Margaret Thatcher, Pinochet et le IIème pilier

Margaret Thatcher, Pinochet et le IIème pilier

Rappelons que la LPP, la loi qui institue le IIème pilier obligatoire, a été proposée par le Conseil fédéral en 1975, dans la foulée de l’échec de l’initiative du Parti Suisse du Travail «pour une véritable retraite populaire», qui prévoyait une AVS couvrant les 60% du revenu le plus favorable sur 5 ans.


A cette époque, la LPP avait reçu l’appui enthousiaste de l’Union syndicale suisse (USS) et du PS suisse (PSS), qui prétendaient qu’ainsi les salarié-e-s pourraient acquérir une influence significative sur l’économie capitaliste par la «révolution inaperçue» du «socialisme des fonds de pension», pour reprendre la formule de 1976 d’un spécialiste en théorie du management, Peter Drucker.1 La loi LPP sera définitivement adoptée par les Chambres en 1985.

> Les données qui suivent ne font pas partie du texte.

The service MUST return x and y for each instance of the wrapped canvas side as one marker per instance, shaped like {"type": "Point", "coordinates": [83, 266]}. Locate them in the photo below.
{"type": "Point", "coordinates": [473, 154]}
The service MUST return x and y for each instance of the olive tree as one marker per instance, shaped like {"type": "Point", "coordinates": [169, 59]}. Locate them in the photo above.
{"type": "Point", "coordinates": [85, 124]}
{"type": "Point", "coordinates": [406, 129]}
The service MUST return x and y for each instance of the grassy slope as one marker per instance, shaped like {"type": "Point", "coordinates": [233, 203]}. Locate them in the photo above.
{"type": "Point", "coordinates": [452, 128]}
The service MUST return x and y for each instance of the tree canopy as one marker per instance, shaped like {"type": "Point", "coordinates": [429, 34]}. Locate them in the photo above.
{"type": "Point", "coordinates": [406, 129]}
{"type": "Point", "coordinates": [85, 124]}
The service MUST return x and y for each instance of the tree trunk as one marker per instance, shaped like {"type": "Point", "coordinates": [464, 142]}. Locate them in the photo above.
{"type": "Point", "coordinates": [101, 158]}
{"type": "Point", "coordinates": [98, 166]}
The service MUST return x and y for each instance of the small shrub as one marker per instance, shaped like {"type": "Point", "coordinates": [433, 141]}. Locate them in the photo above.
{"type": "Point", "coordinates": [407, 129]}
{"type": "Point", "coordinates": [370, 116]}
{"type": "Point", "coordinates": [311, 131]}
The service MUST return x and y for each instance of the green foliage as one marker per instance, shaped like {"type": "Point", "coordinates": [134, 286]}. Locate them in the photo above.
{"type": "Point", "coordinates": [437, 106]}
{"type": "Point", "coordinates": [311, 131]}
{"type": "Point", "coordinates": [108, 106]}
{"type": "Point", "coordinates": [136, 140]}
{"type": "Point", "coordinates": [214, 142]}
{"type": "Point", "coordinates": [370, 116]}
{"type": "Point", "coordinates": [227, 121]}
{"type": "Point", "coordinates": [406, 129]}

Pendant cette même période, il n’y a pourtant que le Chili d’Augusto Pinochet pour introduire un système obligatoire de pensions privées, en 1981. Il est vrai que les généraux et les Chicago boys de Santiago se débarrassent du même coup de leur système de retraite public, plutôt que de le laisser dépérir, comme en Suisse et en Angleterre.2


En 1985, Margaret Thatcher plaide cependant fortement en faveur du modèle suisse de «2ème pilier» obligatoire privé, qu’elle cite en exemple à son cabinet, ce qui a le don d’irriter son Chancelier, Nigel Lawson, qui s’y oppose au nom de la «liberté individuelle» de contracter. Ce dernier évoque ainsi cette controverse dans ses mémoires: «Margaret [me] répondit que les assurances privées obligatoires étaient depuis longtemps la pratique en Suisse. ‘Mais, Premier Ministre, rétorquais-je. ‘c’est bien connu qu’en Suisse, ce qui n’est pas interdit est obligatoire’ (…) Au moins, cessa-t-elle de me lancer la Suisse au visage».3


En pratique, la valeur réelle des rentes servies par l’AVS britannique – le SERPS – a régulièrement diminué depuis par le jeu cumulatif de la non adaptation à la croissance des salaires et d’amputations diverses. Elles ont ainsi passé en quelques années de 20% à 14% du salaire masculin moyen. Il n’en fallait pas plus pour rendre les fonds de pension pratiquement «obligatoires», à qui ne peut pas se contenter d’une très maigre retraite publique…


(jb)

  1. Peter Drucker, The Unseen Revolution. How Pension Fund Socialism Came to America, New York et Londres, 1976.
  2. Robin Blackburn, Banking on Death or Investing in Life. The History and Future of Pensions, Londres & New York, 2002.
  3. Nigel Lawson, The View From N° 11, Londres, 1992.